Nuno Júdice in Pedro, lembrando Inês

sexta-feira, 2 de outubro de 2009


A felicidade exige valentia.

"Posso ter defeitos, viver ansioso e ficar irritado algumas vezes mas,
não esqueço de que minha vida é a maior empresa do mundo,
e posso evitar que ela vá à falência.
Ser feliz é reconhecer que vale a pena viver apesar de todos os desafios,
incompreensões e períodos de crise.
Ser feliz é deixar de ser vítima dos problemas
e se tornar um autor da própria história.
É atravessar desertos fora de si,
mas ser capaz de encontrar um oásis no recôndito da sua alma.
É agradecer a Deus a cada manhã pelo milagre da vida.
Ser feliz é não termedo dos próprios sentimentos.
É saber falar de si mesmo. É ter coragem para ouvir um "não".
É ter segurança para receber uma crítica, mesmo que injusta.
Pedras no caminho?
Guardo todas, um dia vou construir um castelo..."

Fernando Pessoa

terça-feira, 29 de setembro de 2009

Assim… 29/09/09


Despertei, gélida de saudade…
Os primeiros raios de sol procuravam aquecer-me, numa cumplicidade quase tangível.
Nos últimos tempos, tenho deixado uma serenidade aparente acompanhar os meus dias. À minha volta, gira a vida daqueles com quem partilho espaço… sinto que este meu “estar” aparente, lhes trouxe o que necessitavam e, de certa forma, isso tranquiliza-me…
… mas, dentro de mim, um turbilhão de emoções percorre-me, em busca de um ponto de fuga…
Longe desse nicho, liberto o Sentir, as amarras que prendem as minhas asas e voo…
Nesses breves momentos, uma força repleta de cor invade o meu Ser.
Ali!
É lá que desejava permanecer… sempre!
… mas “sempre” não me permito… irei até lá quantas vezes desejar…
... até mim.
A corda invisível que me amarra, guia-me de volta até Aqui…
Manela

quinta-feira, 27 de agosto de 2009

INTERROGAÇÃO

INTERROGAÇÃO

Neste tormento inútil, neste empenho
De tornar em silêncio o que em mim canta,
Sobem-se roucos brados à garganta
Num clamor de loucura que contenho.

Ó alma da charneca sacrossanta,
Irmã da alma rútila que eu tenho,
Dize para onde eu vou, donde é que venho
Nesta dor que me exalta e me alevanta!

Visões de mundos novos, de infinitos,
Cadências de soluços e de gritos,
Fogueira a esbrasear que me consome!

Dize que mão é esta que me arrasta?
Nódoa de sangue que palpita e alastra…
Dize de que é que eu tenho sede e fome?!

Florbela Espanca

Mais um dia...

Mais um dia… - 27/08/09

Hoje, foi mais um daqueles dias que me trouxe, com o despertar, a sensação de ter o mundo às costas…
O peso era tal que me cravou à cama.
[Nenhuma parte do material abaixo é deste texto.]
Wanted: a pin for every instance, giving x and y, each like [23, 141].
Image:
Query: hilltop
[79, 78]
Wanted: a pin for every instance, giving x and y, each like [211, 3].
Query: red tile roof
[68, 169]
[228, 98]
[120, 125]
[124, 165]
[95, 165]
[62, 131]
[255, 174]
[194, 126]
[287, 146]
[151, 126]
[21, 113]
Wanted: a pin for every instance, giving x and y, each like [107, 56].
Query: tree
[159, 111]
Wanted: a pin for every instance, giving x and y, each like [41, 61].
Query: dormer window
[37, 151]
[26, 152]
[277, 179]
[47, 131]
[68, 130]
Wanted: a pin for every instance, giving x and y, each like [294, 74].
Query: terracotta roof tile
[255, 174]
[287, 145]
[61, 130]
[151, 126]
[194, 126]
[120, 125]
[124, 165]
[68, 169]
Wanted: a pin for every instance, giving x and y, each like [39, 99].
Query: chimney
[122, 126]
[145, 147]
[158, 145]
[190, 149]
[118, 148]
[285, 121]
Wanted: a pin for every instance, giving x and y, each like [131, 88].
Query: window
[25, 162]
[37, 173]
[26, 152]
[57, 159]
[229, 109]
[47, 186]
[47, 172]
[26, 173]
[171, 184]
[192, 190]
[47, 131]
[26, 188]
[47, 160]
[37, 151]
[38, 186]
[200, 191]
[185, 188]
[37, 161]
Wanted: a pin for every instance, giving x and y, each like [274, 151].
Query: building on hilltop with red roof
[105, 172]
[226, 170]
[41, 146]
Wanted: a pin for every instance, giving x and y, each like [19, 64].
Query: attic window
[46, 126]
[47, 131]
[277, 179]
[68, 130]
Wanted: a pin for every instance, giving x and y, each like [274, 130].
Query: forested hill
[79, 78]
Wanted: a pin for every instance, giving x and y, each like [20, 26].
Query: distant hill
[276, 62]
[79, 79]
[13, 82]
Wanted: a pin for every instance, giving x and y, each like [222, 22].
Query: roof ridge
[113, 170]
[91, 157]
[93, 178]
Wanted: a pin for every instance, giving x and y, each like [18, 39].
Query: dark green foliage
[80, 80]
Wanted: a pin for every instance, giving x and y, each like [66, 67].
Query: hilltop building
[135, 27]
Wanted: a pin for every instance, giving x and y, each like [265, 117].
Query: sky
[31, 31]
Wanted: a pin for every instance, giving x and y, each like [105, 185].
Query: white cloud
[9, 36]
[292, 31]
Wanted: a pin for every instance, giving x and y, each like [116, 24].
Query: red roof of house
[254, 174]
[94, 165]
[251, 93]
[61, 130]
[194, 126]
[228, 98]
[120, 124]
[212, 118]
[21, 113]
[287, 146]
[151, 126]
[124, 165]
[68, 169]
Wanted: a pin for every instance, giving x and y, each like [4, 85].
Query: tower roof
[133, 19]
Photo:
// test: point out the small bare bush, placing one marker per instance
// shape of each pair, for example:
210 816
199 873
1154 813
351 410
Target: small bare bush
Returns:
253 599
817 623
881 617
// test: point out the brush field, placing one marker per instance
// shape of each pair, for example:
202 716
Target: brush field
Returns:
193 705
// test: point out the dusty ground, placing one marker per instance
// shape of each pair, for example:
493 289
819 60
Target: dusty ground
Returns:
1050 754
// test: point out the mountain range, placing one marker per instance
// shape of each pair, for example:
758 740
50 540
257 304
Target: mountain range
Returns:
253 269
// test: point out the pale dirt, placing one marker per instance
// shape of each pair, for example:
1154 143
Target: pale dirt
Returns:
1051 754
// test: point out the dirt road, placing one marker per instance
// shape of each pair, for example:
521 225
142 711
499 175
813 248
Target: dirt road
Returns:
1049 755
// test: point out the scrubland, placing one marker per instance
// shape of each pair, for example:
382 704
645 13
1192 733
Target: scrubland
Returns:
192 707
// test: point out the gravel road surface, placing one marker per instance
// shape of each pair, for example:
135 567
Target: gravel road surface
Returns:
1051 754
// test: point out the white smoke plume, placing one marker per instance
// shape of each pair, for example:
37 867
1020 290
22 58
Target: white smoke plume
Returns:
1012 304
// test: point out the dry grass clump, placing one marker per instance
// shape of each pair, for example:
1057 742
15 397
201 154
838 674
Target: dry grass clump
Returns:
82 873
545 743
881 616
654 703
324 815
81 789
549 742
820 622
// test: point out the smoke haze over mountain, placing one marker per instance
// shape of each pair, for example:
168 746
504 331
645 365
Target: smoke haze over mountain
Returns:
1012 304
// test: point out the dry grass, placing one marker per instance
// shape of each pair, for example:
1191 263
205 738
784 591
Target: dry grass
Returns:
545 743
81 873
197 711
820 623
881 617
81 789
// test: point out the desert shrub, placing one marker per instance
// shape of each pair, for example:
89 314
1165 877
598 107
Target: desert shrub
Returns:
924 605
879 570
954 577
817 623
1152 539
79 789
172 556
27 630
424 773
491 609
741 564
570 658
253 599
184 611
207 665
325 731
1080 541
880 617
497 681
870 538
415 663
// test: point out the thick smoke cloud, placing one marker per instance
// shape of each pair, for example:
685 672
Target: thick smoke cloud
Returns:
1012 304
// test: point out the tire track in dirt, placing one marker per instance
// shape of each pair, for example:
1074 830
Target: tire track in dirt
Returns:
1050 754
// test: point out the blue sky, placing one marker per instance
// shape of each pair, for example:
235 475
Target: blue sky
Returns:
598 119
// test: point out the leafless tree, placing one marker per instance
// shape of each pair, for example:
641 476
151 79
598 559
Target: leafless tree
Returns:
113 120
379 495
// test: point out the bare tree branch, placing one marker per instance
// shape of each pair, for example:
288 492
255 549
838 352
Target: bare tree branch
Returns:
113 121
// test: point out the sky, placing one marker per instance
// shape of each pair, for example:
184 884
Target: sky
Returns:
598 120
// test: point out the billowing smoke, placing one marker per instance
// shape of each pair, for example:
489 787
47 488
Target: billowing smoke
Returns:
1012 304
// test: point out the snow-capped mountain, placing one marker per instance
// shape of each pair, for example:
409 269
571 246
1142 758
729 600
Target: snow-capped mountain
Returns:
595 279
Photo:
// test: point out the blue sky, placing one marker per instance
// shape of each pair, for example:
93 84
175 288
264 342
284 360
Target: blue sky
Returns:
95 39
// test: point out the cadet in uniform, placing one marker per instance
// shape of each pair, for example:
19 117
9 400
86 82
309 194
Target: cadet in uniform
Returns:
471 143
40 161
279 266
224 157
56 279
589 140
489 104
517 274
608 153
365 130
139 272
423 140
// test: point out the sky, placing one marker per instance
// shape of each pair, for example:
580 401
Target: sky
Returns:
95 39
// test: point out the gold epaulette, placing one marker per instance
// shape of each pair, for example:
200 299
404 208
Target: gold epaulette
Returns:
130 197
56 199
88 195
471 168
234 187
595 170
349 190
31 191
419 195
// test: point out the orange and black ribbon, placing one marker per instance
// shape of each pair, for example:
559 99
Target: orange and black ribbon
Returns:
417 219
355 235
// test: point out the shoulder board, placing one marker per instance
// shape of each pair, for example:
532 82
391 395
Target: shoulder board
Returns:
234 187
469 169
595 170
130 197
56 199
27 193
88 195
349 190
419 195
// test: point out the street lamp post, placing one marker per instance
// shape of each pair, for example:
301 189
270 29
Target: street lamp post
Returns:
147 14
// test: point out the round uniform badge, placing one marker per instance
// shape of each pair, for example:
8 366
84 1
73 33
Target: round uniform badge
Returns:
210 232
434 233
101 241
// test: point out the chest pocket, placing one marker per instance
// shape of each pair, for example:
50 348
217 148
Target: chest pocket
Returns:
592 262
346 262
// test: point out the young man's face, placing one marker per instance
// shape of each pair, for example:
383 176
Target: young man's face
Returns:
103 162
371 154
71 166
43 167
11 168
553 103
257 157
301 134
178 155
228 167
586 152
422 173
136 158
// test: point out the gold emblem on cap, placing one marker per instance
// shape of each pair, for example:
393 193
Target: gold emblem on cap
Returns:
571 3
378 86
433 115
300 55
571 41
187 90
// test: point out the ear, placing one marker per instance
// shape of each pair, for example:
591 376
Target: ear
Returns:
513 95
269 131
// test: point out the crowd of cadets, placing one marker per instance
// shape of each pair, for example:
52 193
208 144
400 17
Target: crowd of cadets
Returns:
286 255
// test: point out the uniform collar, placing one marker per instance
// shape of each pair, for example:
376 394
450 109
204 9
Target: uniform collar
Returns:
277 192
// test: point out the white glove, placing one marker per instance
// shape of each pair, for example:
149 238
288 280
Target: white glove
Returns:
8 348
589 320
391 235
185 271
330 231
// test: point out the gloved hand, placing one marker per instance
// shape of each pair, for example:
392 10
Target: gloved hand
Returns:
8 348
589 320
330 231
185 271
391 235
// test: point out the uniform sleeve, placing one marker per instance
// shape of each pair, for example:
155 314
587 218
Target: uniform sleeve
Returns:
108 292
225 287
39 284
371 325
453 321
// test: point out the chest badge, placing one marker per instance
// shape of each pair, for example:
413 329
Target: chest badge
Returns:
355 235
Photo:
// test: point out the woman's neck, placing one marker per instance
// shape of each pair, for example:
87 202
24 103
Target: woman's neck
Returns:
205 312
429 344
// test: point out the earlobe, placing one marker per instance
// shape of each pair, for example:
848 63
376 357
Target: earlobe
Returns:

Ainda tentei erguer-me, umas quantas vezes… virei-me para o lado, agarrei a almofada com força… ao mesmo tempo enroscava o meu corpo, num querer fechar a porta ao mundo…
O calor emanado dos lençóis, oferecia-me abrigo… a almofada que agarro contra o peito, num ritual diário preparativo para o ingresso no mundo inconsciente dos sonhos, oferecia-me amparo…
Ali fiquei… fechei os olhos, na tentativa de retornar a esse mundo. Esforço vão… num ápice, já a minha mente se povoava de pensamentos… preocupações, lembranças… e uma inquietude irrefreável invadiu-me o corpo.
Por mais que a minha vontade fosse permanecer ali, mais uns instantes, nada feito… Esse mundo “pesado” exigia a minha presença, no cumprimento das obrigações que me cabem… as minhas e, inevitavelmente, as de quem me é próximo.
Mais um dia “fugiu” sem me aperceber e de todos tinha “cuidado”… excepto de mim.
Mais um dia findo, onde não coube espaço para o meu EU… que grita por atenção, por mais ínfima que seja… já tão fragilizado pela minha constante ausência …
Encontro-me exausta de dias assim… contudo, brotam desenfreadamente…
Dias enfadonhos que me fazem sentir vazia… apesar do “dever cumprido”… que já não me basta…
Dias em que a melancolia me invade, amiúde, nos últimos tempos… companheira indesejada que tento arredar, com as forças que me restam, entre derrotas repetidas…
Não se anuncia… surge sorrateira…
...impele memórias que desejo ver longe e contra as quais mantenho constante luta, em estado de vigília, mas que me invadem a mente no mundo inconsciente dos sonhos.
A noite oferece um manto ao meu corpo, protegendo-o para o revigorar… mas também inflama, através dos sonhos, emoções e sentimentos abafados…
Mais um dia no “carrossel” da Existência Física trivial onde, quantas vezes, não remanesce espaço para a satisfação do Espírito…
Mais um dia que semeia em mim melancolia…
Manela

segunda-feira, 24 de agosto de 2009

... No limite...


“Mas como ser possível viver aí? Como aguentar o excesso divino? Todo o limite é irrespirável – mesmo o do espasmo amoroso, como o da amargura violenta, ou o da violenta alegria.E no entanto, o mais doloroso do excesso não é talvez o que há nele de excessivo, mas sim o que há de instantâneo e de frágil. Porque se o homem é de mais para si, apenas nesse de mais ele é o homem verdadeiro.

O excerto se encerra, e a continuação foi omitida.